The 2012 Democratic gubernatorial (mine)field

But for the party out of power for five years – Indiana Democrats – it’s sorting out time. And if the past several months are any indication, the prospects of regaining power after the Mitch Daniels era passes are unsettled at best.

In the modern era, the Democrats have had obvious heir apparents, as witnessed in 1968 when Lt. Gov. Robert Rock was in the wings, 1972 when former Gov. Matt Welsh tried to regain the office, 1976 when Secretary of State Larry Conrad was a consensus candidate, 1984 when State Sen. “Go Get ‘Em” Wayne Townsend ascended, 1988 when Secretary of State Evan Bayh was seen as the party’s savior, and 1996 when it became Lt. Gov. Frank O’Bannon’s turn.

The two cycles when it wasn’t obvious came in 1980 when Townsend and Batesville industrialist John Hillenbrand III battled for the nomination, with Hillenbrand winning, and 2008. That was the cycle when first tier candidates like Indianapolis Mayor Bart Peterson and former Speaker John Gregg saw a Daniels re-elect likely, and gave way to the mostly unknown architect Jim Schellinger and former congresswoman Jill Long Thompson, who won and then went on to run one of the worst gubernatorial campaigns in Indiana history.

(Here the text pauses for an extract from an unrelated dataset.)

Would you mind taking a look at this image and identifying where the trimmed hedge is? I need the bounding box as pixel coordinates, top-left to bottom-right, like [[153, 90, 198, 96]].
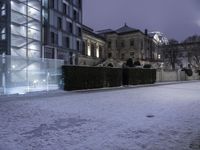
[[123, 68, 156, 85], [62, 66, 156, 91], [62, 66, 122, 91]]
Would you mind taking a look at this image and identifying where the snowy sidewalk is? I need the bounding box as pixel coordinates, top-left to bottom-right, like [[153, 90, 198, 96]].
[[0, 82, 200, 150]]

The 2012 cycle is also one with no heir apparent. The closest to that standard at the beginning of the year were Evansville Mayor Jonathan Weinzapfel and U.S. Rep. Baron Hill. Others include Lake County Sheriff Rogelio “Roy” Dominguez and Hammond Mayor/Lake County Democratic Chairman Thomas McDermott Jr. There’s been some speculation about U.S. Rep. Brad Ellsworth.

At the Democrats Jefferson-Jackson Day Dinner last spring, it was Weinzapfel who seemed to generate the most buzz. But several weeks later, his star took a crippling hit when it was revealed that in a closed-door meeting with Vanderburgh County officials, he signed off on a termination of the county’s homestead credits, resulting in a $10 million tax increase. While Weinzapfel has taken steps to reinstate the credits, the situation has many powerful Democrats, including several predisposed to support him, shaking their heads.

The good news for Weinzapfel is … it’s way, waaaaaaay early. 

This past week, a new spectacle emerged up north. McDermott, who seized control of the Lake County Democratic Party in audacious form last March, made a phone call that will haunt his gubernatorial aspirations. It came after one of his political captains – David Woerpel, his wife and two city employee sons – were busted for growing pot in their back yard.

McDermott became so incensed that he called Sheriff Dominguez and committed the kind of political sin that pales only to a pol beating his girlfriend at a public concert wearing a parrot head shirt: He left an angry recorded phone message:

“Roy, this is completely, completely uncalled for. Dave Woerpel is the captain of the 5th District, captain in the city of Hammond … very, very powerful, very, very political, and you guys arrested him and he had nothing to do with it. Nothing. Roy, that’s the dirtiest trick I’ve ever seen. Have a nice day.”

“The mayor’s message was so outrageous, so disrespectful,” Dominguez told the Times of Northwest Indiana’s Bill Dolan. “I wouldn’t let silence become acquiescence.” The arresting officer noted that when Woerpel’s wife was confronted, she said her husband “was golfing with McDermott.” Ouch.

Then there’s Rep. Hill’s YouTube hit coming from his Bloomington town hall last month when he admonished an IU student attempting to film the session. “This is my town hall meeting and I set the rules,” Hill told the student. “Now the reason I don’t allow filming is because usually the films end up on YouTube in a compromising position.”

Which is exactly what happened. The Bloomington Herald-Times caught the whole exchange and posted it on its website. It has logged 140,000 hits on YouTube.

So, Weinzapfel, Hill and McDermott have problems – though not insurmountable – but it’s not the kind of scenario that gives a candidate that initial thrust for statewide office. 

Who’s left? Well, there’s Dominguez, who’s been criss-crossing the state in a listening tour. There may be other Democrats in the wings. Peterson now works for Eli Lilly and hasn’t issued a Gen. Sherman statement. Senate Minority Leader Vi Simpson, who ran briefly in 2003, is signaling to friends she’ll take a look at the race after her 2010 re-elect. 

There’s plenty of time for Democrats to find a nominee, but the early going has been a minefield of their own making.